J’ai 16 ans. J’avais tout pour être heureuse : j’étais bonne élève (j’avais un an d’avance), une famille unie, une passion : la danse. Mais tout ne s’est pas passé comme ça.

Quand je suis rentrée en 6ème tout à basculé. Ça a été le début des heures interminables à pleurer et à me prendre la tête avec ma mère. En 5ème, les crises d’angoisses sont entrées dans ma vie. Ces crises imprévisibles ont commencé à détruire mon existence. En 4ème, j’ai fait de l’anorexie mentale. Je pensais qu’en faisant petit à petit disparaître mon corps, ma souffrance disparaîtrait aussi.

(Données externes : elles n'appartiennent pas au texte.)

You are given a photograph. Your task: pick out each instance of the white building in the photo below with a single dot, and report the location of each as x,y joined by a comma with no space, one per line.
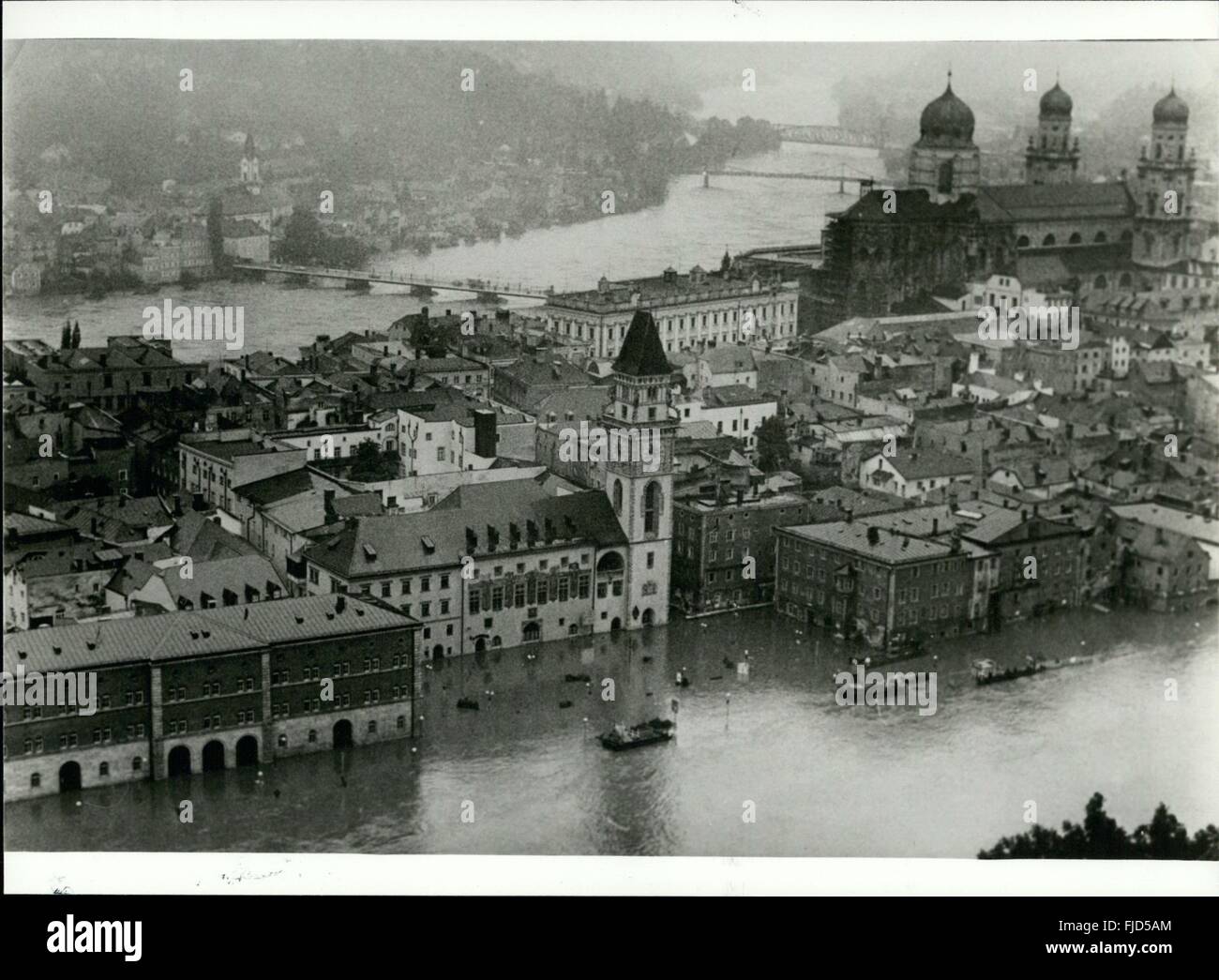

Erreur de ma part… Pour mes parents, c’était un caprice de gamine. Ils ne m’ont jamais prise au sérieux. C’est à ce moment que je me suis mise à tout calculer : ce que je pouvais dire, ce que je ne devais pas laisser paraître, ça allait jusqu’à quand aller manger pour ne pas croiser telle ou telle personne… En 3ème, j’ai commencé à me scarifier. Quand mes parents l’ont su, ils m’ont dit manipulatrice et menteuse pour qu’on s’intéresse moi. Mais je souffrais, j’étais si mal et personne ne le voyait vraiment… J’ai continué à me scarifier et je l’ai caché. Je suis rentrée en 2nde en internat. Ça a tout simplement changé ma vie. Je me scarifiais toujours, mais j’ai rencontré des gens en or. J’ai commencé à voir une psy sur la demande de mon lycée. Malgré ça, rien n’était facile, vivre avec les autres, ces soirs de crises, ces soirs de larmes, ces soirs de sang… c’était tout simplement horrible. J’ai fini l’année comme j’ai pu. Je suis passée en 1èreS, mais j’ai changé de lycée. Je pensais qu’en fuyant, tout serait plus simple. Mais là encore, je me suis trompée. Je me suis retrouvée dans la même chambre que mon amie d’enfance. Puis tout m’a rattrapé, ils ont découvert mes scarifications, mes crises d’angoisses… Vacances d’automne de l’année dernière, j’ai voulu mettre en terme à ma vie. Quand je suis sortie de l’hôpital, pendant 3 jours, je n’ai pas pu dire un mot sans me mettre à pleurer. Puis j’ai pris des décisions. Je suis retournée dans mon ancien lycée. Je me suis retrouvée dans un environnement connu mais différent de celui que j’avais quitté quelques mois avant. Au bout de trois semaines, tout s’est écroulé, mon lycée ne m’a plus voulue. Je ne mangeais plus, je ne dormais plus, je parlais peu, je faisais trop de crises d’angoisses… Tout est allé très vite, en trois jours je me suis retrouvée en clinique. J’y ai passé trois mois. Entre deux crises j’essayais de m’accrocher. Puis, j’ai fini par sortir.

Quand je suis sortie, j’ai pensé que c’était la fin. Mais non, j’avais juste appris à ré-affronter le quotidien. Les deux premiers mois suivant ma sortie, j’ai avancé d’erreurs en erreurs, jusqu’en mai. Là, j’ai refait une tentative de suicide où j’ai bel et bien failli y rester. C’est là que j’ai rebondi. De petites victoires en petites victoires, j’ai avancé.

Fin août, j’ai fini le sevrage de mon traitement. En septembre, j’ai repris une 1èreS après un an d’arrêt. J’ai cru en ma guérison, j’ai cru pouvoir oublier tout ça…

Mais non, au lycée, personne n’a oublié tout ce que j’ai pu faire… En voulant à tout prix fuir mon passé, je me suis retrouvée face à lui. Alors de nouveau, je passe mes nuits à calculer mes journées… Chaque jour est un combat. Se lever, s’habiller, se coiffer, se maquiller, façonner un sourire sur mon visage, affronter les autres, c’est un effort immense.

Mon histoire pour vous dire que jamais rien n’est gagné, mais que jamais rien n’est perdu non plus. Même si chaque jour est un combat, même si tout est un effort, vous n’êtes pas seul… Il y a toujours quelqu’un qui vous aide à ça façon… Alors accrochez-vous, ne faites pas mon erreur, ne baissez pas les bras. Mais quand vous croyez vous en être sorti, ne baissez pas la garde non plus, vous n’êtes jamais à l’abri de rien. Mais pour s’en sortir, ne perdez pas espoir…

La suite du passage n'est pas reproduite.